Central and East European
Society for Phenomenology

Conference | Paper

Constitutivism and Phenomenology. On Sociality as a Ground for Moral Necessitation

Sigurd Nøstberg Hovd

Thursday 2 December 2021

11:30 - 12:10

Zoom 1-2

Constitutivism is a metaethical view claiming that we are subject to moral norms in virtue of the particular kind of beings we are. Within contemporary analytical ethics, both Aristotelian virtue ethical approaches of Anscombe, LeBar, and Millgram, as well as the Kantian approach to ethics espoused by Korsgaard are considered constitutive theories. Both approaches argue that, respectively, virtue or the categorical imperative are prescriptive of what it means to be the particular kind of rational agent that we are. These norms are intersubjectively valid for all human beings, and we are always already implicitly committed to them by being the kind of beings we are.

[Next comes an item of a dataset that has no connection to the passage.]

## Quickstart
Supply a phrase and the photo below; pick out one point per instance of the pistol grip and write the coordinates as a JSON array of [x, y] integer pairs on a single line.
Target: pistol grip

Despite clear differences in the moral psychology underpinning these approaches, they notably share a common assumption: that if moral norms are constitutive, they are so in virtue of our rational agency. In this article, I challenge this assumption. Leaning on the distinction between reflexive and pre-reflexive self-awareness, so fundamental to the phenomenological tradition as a whole, as well as the analyses of personalistic reflective selfhood, of Husserl, Stein, Sartre, and Merleau-Ponty, I argue that an alternative constitutive account of moral norms can be developed; an account that grounds the necessitation of these norms in our reflexive self-conception rather than our volitional acts. The constitutive role played by acts of mutual empathy in founding such a reflexive self-conception entails that, according to this account, we should see our ability to be motivated by moral norms as far more closely connected to our social nature, than to our capacity for practical reasoning.